No le creí. Su serenidad me inquietaba. Tenía los ojos inyectados en sangre y parecía que levitaba. Me levanté de la piedra y mis ojos titubearon nerviosos buscando ayuda, pero estábamos solos, él y yo. Y ella. Por un momento quise correr, escapar de allí, pero una vez más no podía con mis piernas, me dolían las manos, sentía pinchazos por todo mi ser y mi cuerpo estaba casi paralizado.

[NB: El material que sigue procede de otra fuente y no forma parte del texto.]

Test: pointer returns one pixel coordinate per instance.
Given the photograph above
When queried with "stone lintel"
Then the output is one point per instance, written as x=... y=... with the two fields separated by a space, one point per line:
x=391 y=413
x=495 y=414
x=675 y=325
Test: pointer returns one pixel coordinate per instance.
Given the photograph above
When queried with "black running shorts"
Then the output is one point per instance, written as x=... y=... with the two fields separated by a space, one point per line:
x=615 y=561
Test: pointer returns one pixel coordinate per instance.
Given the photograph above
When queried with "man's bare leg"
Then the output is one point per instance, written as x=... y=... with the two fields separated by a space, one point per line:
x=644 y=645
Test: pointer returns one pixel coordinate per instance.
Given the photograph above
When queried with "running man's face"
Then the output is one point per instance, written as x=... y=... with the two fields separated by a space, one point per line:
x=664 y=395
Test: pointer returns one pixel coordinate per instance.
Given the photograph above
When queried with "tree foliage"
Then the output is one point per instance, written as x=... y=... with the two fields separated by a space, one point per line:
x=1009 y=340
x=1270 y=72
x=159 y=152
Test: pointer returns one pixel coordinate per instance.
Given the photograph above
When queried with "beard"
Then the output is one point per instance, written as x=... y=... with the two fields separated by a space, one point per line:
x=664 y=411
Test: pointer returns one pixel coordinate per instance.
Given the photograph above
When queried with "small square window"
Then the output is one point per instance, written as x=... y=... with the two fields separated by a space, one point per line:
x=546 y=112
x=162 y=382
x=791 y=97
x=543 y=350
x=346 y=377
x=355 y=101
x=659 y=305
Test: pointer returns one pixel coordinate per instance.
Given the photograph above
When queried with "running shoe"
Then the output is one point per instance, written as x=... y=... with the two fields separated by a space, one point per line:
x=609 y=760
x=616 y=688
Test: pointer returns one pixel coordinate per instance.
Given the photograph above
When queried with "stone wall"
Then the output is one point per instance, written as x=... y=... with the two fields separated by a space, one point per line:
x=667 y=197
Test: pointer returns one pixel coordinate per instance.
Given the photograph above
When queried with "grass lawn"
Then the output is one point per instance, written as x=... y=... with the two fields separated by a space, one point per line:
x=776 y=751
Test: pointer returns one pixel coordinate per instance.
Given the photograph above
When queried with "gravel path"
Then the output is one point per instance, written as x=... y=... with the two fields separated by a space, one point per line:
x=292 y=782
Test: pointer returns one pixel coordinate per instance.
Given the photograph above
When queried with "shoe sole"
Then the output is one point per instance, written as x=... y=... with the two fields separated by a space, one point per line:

Un terror incomprensible me recorrió las venas. Saqué fuerzas de flaqueza y le apunté con la pistola. Grité que se pusiera de rodillas y entonces se detuvo. Le volví a gritar «¡De rodillas, a rezar!». Se quedó mirándome unos segundos y tan calmado como había venido, dobló las piernas y comenzó a rezar en una lengua que no reconocía, seguramente mística, que debía ser hebreo. Me temblaban las manos pero no podía dejar de mirarle y él tampoco apartaba la mirada de mi. Si caía en la tentación de entrar en sus ojos, un laberinto se metía en mi cabeza y desvié levemente la vista. Empezaba a hacerse de noche, aunque el suelo seguía ardiendo, había perdido de nuevo la noción del tiempo. Aquel ser hizo ademán de girar la cabeza mientras ahora gritaba y repetía de nuevo: «¡Somos los elegidos, yo soy el elegido!» Sentí que no aguantaba más y mis piernas cedieron. Caí de rodillas delante suya como si una bomba me hubiera derribado. Los cantos de la niña sirena regresaron a mis oídos, ensordecedores, irresistibles. Volví a mirarle fijamente a los ojos y esta vez no me pudo aguantar la mirada. Una luna completa reinaba ya sobre Gaza. Empecé a llorar, la sangre que bajaba aún de mi cabeza se mezclaba con las lágrimas en mi boca. Me puse a rezar compulsivamente: «¡Jesús, estoy tan lejos sin ti, Jesús no puedo verte a través del humo!». Aquel ser agachó la cabeza y agarró mis pies avergonzado, como pidiendo compasión. Pero una fuerza superior, algo fuera de este mundo, un Dios mayor guiaba mis manos: «¡Jesús, no puedo sostener la cruz!.» Y disparé.